Return to work 


 This guidance has been developed by a Practitioner Health clinician and is aimed at helping you a practitioner-patient prepare for being back in the workplace after a prolonged absence, and assist in considering how you might handle questions and protect yourself from facing a similar incident. Most clinicians who need to take a period of sickness absence, or who are on sickness leave when they access Practitioner Health, do return to work following treatment and recovery. Upwards of 80% of those who were not working when they accessed the service return to work, including some who had been not working due to mental illness for a number of years.

PH differs from Occupational Health

  • At PH we are not an Occupational Health service. However we recognise that not all patients who are off work due to illness may have access to Occupational Health. PH clinicians can often discuss with the practitioner-patient the timing of the return to work and the return to work plan from the patient’s perspective. This could include consideration of what to tell colleagues about your illness, making arrangements for attending ongoing therapy appointments or how you might deal with any triggers in the workplace that may affect your mental wellbeing.
  • The role of Occupational Health is to view the return to work and associated plan from both patient’s and employer’s perspective, including considering any reasonable adjustments that may be required that will enable you to continue in your role.

When to ask for an independent Occupational Health review

Sometimes it may be helpful to get an independent Occupation Health review. This is particularly useful if your organisation/employer does not have access to its own service. The review can provide advice  around your fitness to return and the timing of that return, for example if:

  • Your organisation/employer is encouraging you to come back before you feel ready.
  • You may want to go back before your organisation/employer or even your PH clinician thinks you are ready.

Your organisation/employer may agree to fund this Occupational Health review. For GPs on the Performers List this may be funded by the local area team.

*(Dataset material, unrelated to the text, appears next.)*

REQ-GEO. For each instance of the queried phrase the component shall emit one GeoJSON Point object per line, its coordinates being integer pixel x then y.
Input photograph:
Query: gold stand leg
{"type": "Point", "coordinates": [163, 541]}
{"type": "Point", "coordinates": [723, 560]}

What will be taken into consideration when deciding if you are ready to return to work?

If you have been off work due to a mental health issue, the most important thing that you, your PH clinician and your organisation/employer will need to consider is that you are now recovered enough to pick up some, or all of your duties and that it will be safe for you and your patients to do so.

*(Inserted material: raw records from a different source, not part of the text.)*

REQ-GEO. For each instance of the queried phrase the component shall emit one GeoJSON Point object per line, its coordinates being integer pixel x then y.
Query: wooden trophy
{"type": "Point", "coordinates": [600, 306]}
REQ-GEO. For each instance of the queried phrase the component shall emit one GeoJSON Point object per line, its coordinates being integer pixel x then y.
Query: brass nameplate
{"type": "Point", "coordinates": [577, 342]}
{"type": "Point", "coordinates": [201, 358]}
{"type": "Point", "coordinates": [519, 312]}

There will be consideration of:
  • Presenting illness/ cause for time off and the response to treatment
  • Any workplace triggers (e.g. Partnership or team difficulties or pending issues)
  • Full understanding of roles, duties in roles and weekly timetable (to inform phased return)
  • Liaison with Occupational Health or any other health professionals involved with your care to gather information about your fitness to return
  • Anything to learn from a previous experience of return to work plan. Did it go smoothly or not?
  • Any previous episodes of sickness absence.
  • The aim is to help the practitioner-patient to think about a suitable phased return to work plan (if necessary) and over what period. Sometimes it can be helpful to add in additional duties/roles gradually with on call/duty sessions usually the last thing to add in.

Timing of return

  • This should be neither too soon, which would decrease the chance of success if the doctor patient is not sufficiently recovered, or too long off work.
  • The longer a clinician is away from the workplace due to ill health the increased likelihood that you will start to lose confidence in your own ability to manage in the role. Time off also allows increased time for rumination and worry whilst off sick.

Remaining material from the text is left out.